[whatwg] Sandboxing to accommodate user generated content.

Tue Feb 17 17:26:32 PST 2009

On Tue, 17 Jun 2008, Frode Børli wrote:
> 
> A major challenge for many web developers is validating "untrusted" content
> such as the message body of a blog comment. Unless the developer has a
> flawless and future proof algorithm for ensuring that the message body does
> not contain any script, web developers have to resort to text only - or
> bbCode-style markup languages to allow users to post text content with
> richer formatting. [...]
> 
> Another problem which makes future proofing this type of security is that
> standards evolve. A few years ago you could safely allow users to apply
> css-styles to tags. [...]

In general using whitelisting and a real parser and serialiser 
combination, e.g. what html5lib does now, allows one to have pretty secure 
and future-proof sanitiser.

> One solution:
> 
> <htmlarea>User generated content</htmlarea>
> 
> No scripts would ever be allowed to be executed inside this tag. 
> Malicious users could potentially submit "</htmlarea> unsafe content 
> <htmlarea>" and get around this. There are as I can see it two solutions 
> to this:
> 
> User generated content inside the tag must be escaped using html 
> entities (but still rendered as html by the user agent), or the author 
> must prevent users from submitting the string "</htmlarea>" and all 
> possible variations of the tag.
> 
> If the first solution is used, then browsers should display a strong 
> security warning if unescaped content is seen between htmlarea-tags on a 
> website (to educated web developers).

HTML5 now has something similar to this:

   <iframe sandbox src="data:text/html;base64,..."></iframe>

...where "..." is the sanitised user-provided content, base64-encoded.

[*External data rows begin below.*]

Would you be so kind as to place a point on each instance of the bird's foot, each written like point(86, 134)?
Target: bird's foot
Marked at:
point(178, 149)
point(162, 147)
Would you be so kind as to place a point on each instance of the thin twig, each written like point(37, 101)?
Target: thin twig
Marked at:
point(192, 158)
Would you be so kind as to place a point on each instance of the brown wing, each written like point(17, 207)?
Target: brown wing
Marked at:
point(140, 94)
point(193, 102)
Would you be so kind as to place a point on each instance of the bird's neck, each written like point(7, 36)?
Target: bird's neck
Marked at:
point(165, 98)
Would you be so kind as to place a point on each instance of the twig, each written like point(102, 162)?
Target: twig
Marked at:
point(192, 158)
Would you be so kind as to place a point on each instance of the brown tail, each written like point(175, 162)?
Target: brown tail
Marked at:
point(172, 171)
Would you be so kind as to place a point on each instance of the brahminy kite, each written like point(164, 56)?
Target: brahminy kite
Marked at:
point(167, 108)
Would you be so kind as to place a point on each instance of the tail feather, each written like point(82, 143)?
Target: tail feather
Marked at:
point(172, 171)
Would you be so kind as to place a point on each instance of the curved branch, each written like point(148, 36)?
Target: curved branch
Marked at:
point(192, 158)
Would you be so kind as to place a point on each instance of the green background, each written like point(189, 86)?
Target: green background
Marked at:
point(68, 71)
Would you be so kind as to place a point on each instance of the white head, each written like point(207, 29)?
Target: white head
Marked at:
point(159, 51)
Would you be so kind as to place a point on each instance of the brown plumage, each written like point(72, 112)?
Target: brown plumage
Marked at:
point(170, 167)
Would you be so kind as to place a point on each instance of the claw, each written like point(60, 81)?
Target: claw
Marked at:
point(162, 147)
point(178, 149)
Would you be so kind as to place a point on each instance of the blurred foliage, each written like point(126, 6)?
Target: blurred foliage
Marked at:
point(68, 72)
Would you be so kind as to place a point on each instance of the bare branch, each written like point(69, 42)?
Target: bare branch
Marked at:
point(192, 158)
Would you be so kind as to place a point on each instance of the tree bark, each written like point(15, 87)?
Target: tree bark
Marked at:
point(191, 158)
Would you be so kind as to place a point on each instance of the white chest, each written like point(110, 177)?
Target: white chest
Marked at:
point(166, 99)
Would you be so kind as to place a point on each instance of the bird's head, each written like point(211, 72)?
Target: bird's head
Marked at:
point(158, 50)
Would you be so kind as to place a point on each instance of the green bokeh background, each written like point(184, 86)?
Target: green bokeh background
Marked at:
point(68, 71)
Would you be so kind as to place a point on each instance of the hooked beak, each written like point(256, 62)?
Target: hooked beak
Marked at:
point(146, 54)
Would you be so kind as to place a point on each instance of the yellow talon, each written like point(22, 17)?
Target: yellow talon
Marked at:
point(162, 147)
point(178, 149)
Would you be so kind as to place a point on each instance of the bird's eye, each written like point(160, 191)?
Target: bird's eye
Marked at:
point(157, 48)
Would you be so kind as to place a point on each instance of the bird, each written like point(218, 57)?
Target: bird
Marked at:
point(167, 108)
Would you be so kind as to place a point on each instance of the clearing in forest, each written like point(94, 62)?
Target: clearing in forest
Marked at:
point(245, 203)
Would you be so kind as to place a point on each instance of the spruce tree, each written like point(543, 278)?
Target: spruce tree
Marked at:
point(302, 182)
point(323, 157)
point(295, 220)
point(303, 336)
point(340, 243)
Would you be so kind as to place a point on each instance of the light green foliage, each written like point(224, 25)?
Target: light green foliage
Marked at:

On Tue, 17 Jun 2008, Frode Børli wrote:
> 
> In the discussions I find that backward compatability is absolutely the 
> most important issue. Second is that it must be easy for web developers 
> to use the features.
> 
> The suggested solution of using an attribute on an <iframe> element for 
> storing the user generated content has several problems;
> 
> 1: The use of src= as a fallback means that style information will be 
> lost and stylesheets must be loaded again.

The CSS can be embedded in the iframed snippets in the transition period; 
on the long term, the "seamless" attribute side-steps this issue.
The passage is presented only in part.